Thanks. We have updated the figure with the correct model for figure 3A.

6. In figure 3C, it appears that HA-tagged ORF2 is being used, but it is not mentioned in the Materials and Methods section.

Thanks. We have updated the Materials and Methods section to include the HA-tagged ORF2.

Round 2

Reviewer 3 Report

Comments and Suggestions for Authors

In this study, the authors demonstrated that DDX3, which interacts with ORF2, is involved in the mechanism by which ORF2 suppresses interferon-β production in HEK293-derived cells. Independently, they also showed that the ATPase activity of DDX3 is involved in HEV replication.

Thank you for making the revisions according to the comments. However, their response is still insufficient.

 

The interaction between ORF2 and DDX3 has only been examined under artificial conditions using co-IP in HEK293-derived cells. Therefore, validation using liver-derived cells under physiological conditions is essential. The authors should at least confirm co-localization under a microscope. If the interaction cannot be confirmed under physiological conditions, the results obtained from co-IP may represent non-specific binding.

Author Response

In this study, the authors demonstrated that DDX3, which interacts with ORF2, is involved in the mechanism by which ORF2 suppresses interferon-β production in HEK293-derived cells. Independently, they also showed that the ATPase activity of DDX3 is involved in HEV replication.

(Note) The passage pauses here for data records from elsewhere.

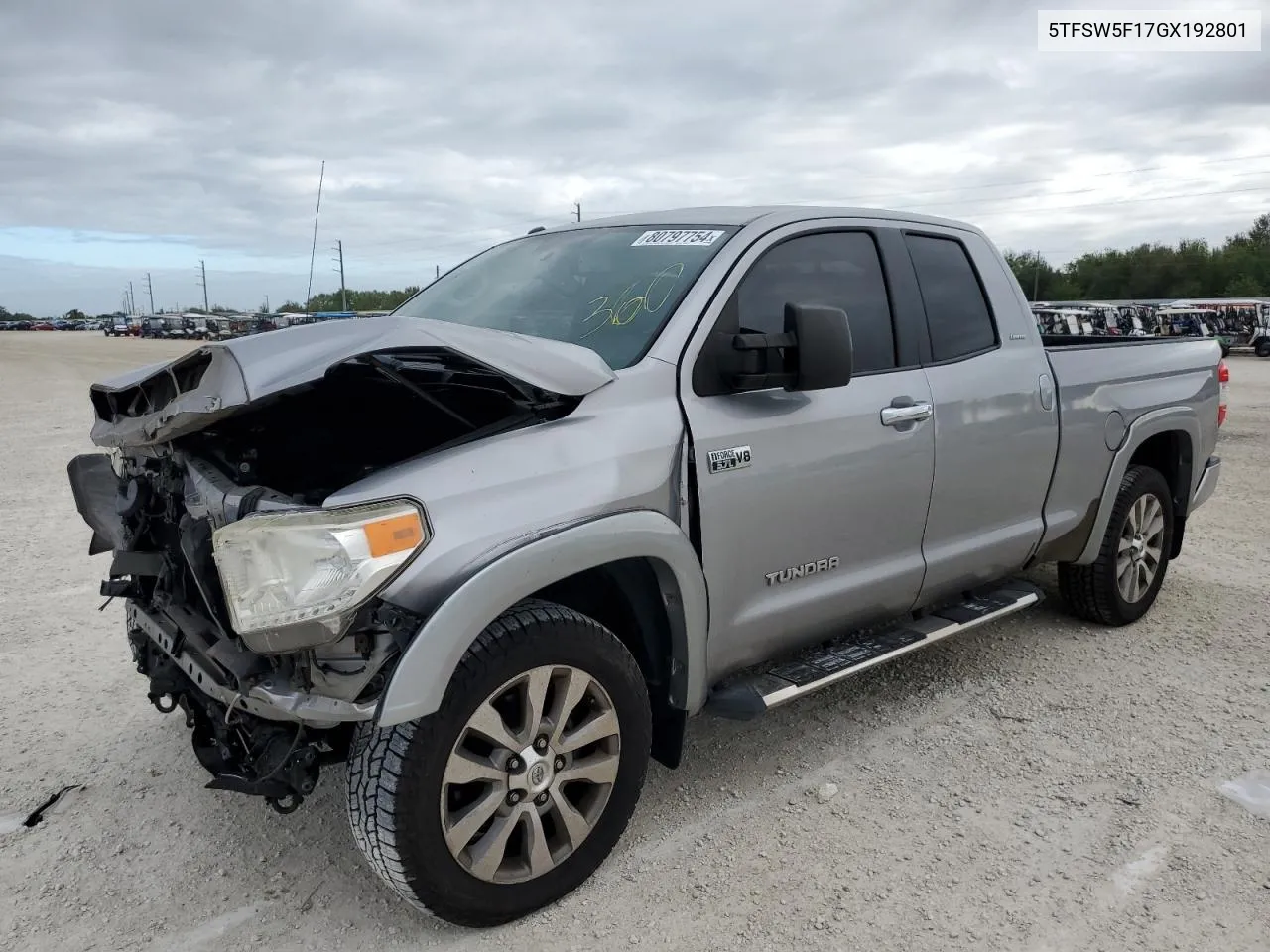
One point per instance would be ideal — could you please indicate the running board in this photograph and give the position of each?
(851, 654)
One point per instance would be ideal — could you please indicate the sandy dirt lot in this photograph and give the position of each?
(1035, 785)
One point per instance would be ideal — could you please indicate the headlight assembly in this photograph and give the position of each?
(309, 569)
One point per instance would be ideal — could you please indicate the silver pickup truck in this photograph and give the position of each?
(494, 549)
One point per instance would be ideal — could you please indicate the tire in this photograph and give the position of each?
(399, 801)
(1093, 592)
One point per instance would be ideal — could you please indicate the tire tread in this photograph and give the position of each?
(376, 758)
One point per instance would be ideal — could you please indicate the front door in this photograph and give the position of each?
(812, 504)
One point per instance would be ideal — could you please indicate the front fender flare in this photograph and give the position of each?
(420, 682)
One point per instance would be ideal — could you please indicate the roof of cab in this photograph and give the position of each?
(767, 214)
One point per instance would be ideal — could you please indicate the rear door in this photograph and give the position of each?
(812, 515)
(996, 421)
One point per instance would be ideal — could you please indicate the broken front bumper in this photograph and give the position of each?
(216, 667)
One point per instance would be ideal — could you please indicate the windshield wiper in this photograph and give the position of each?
(390, 368)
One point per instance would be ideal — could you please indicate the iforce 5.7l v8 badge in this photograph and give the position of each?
(724, 460)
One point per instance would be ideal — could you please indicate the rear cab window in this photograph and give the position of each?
(956, 307)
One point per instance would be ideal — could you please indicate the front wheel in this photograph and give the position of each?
(1120, 585)
(517, 788)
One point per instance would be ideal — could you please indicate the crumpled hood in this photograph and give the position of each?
(163, 402)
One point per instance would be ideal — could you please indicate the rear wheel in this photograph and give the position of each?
(517, 788)
(1120, 585)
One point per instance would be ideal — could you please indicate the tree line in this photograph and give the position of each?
(1237, 268)
(357, 301)
(1192, 268)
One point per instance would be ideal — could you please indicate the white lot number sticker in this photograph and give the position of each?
(677, 238)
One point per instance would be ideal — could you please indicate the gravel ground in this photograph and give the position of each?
(1038, 784)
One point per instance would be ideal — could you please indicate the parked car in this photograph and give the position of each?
(657, 466)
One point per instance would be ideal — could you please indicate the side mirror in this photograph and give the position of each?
(825, 352)
(815, 353)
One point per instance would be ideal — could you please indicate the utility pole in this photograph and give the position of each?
(343, 291)
(313, 250)
(202, 268)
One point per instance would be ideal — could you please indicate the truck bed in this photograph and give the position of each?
(1082, 341)
(1102, 389)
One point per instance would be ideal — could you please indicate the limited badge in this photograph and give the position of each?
(724, 460)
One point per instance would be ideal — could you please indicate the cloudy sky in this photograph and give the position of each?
(146, 135)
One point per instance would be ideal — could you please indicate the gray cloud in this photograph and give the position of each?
(445, 127)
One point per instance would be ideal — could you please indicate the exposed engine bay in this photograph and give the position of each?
(268, 708)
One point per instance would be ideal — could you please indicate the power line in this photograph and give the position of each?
(202, 280)
(852, 199)
(313, 252)
(343, 293)
(1135, 200)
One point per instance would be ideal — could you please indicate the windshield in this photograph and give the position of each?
(607, 289)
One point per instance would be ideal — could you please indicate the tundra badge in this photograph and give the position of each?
(801, 571)
(734, 458)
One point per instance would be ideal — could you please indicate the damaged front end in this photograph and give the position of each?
(252, 607)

Thank you for making the revisions according to the comments. However, their response is still insufficient.

 

The interaction between ORF2 and DDX3 has only been examined under artificial conditions using co-IP in HEK293-derived cells. Therefore, validation using liver-derived cells under physiological conditions is essential. The authors should at least confirm co-localization under a microscope. If the interaction cannot be confirmed under physiological conditions, the results obtained from co-IP may represent non-specific binding.

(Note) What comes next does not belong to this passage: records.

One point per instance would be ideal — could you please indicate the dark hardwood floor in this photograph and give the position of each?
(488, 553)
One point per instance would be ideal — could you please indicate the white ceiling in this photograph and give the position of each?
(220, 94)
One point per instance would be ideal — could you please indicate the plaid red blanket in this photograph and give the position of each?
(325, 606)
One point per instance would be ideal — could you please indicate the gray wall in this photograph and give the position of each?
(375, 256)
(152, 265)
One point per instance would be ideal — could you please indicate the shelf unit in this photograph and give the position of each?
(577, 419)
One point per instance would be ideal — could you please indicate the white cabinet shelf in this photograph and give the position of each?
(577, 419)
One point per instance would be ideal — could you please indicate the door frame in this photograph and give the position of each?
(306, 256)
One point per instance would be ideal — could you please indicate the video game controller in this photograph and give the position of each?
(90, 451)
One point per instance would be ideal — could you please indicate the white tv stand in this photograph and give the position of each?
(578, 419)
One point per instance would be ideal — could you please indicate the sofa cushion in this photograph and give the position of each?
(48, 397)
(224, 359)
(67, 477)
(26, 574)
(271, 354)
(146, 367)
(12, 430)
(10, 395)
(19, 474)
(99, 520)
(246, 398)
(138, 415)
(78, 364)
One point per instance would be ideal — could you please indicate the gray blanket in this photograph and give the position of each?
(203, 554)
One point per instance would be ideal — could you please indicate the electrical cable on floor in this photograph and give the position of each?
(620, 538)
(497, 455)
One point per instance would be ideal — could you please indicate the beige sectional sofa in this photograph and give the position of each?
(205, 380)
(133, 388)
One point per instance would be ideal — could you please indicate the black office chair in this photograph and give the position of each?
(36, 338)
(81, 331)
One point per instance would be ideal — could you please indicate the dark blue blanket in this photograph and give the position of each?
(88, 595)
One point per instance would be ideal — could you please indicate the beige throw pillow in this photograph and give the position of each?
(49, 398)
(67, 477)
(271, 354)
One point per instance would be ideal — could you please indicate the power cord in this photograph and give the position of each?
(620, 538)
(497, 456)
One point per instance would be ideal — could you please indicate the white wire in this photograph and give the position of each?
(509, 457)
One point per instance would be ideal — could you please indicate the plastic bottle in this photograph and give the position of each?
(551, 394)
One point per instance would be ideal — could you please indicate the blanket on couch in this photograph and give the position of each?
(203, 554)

Thank the reviewer for the comment. We have conducted immunofluorescence assay of liver-derived HepG2/C3A cells and added the images showing the co-localization of ORF2 and DDX3 (Figure 2C). IFA and confocal microscopy imaging results show that pORF2 and DDX3 have partial co-localization with Pearson’s correlation coefficient (PCC) of 0.82 (Figure 2C). The result from liver cells is consistent with the Co-IP finding in HEK-293 cells, suggesting the interaction between these two proteins.

Round 3

Reviewer 3 Report

Comments and Suggestions for Authors

Thank you for the additional experiments and manuscript revisions. I believe it is now suitable for publication in its current form.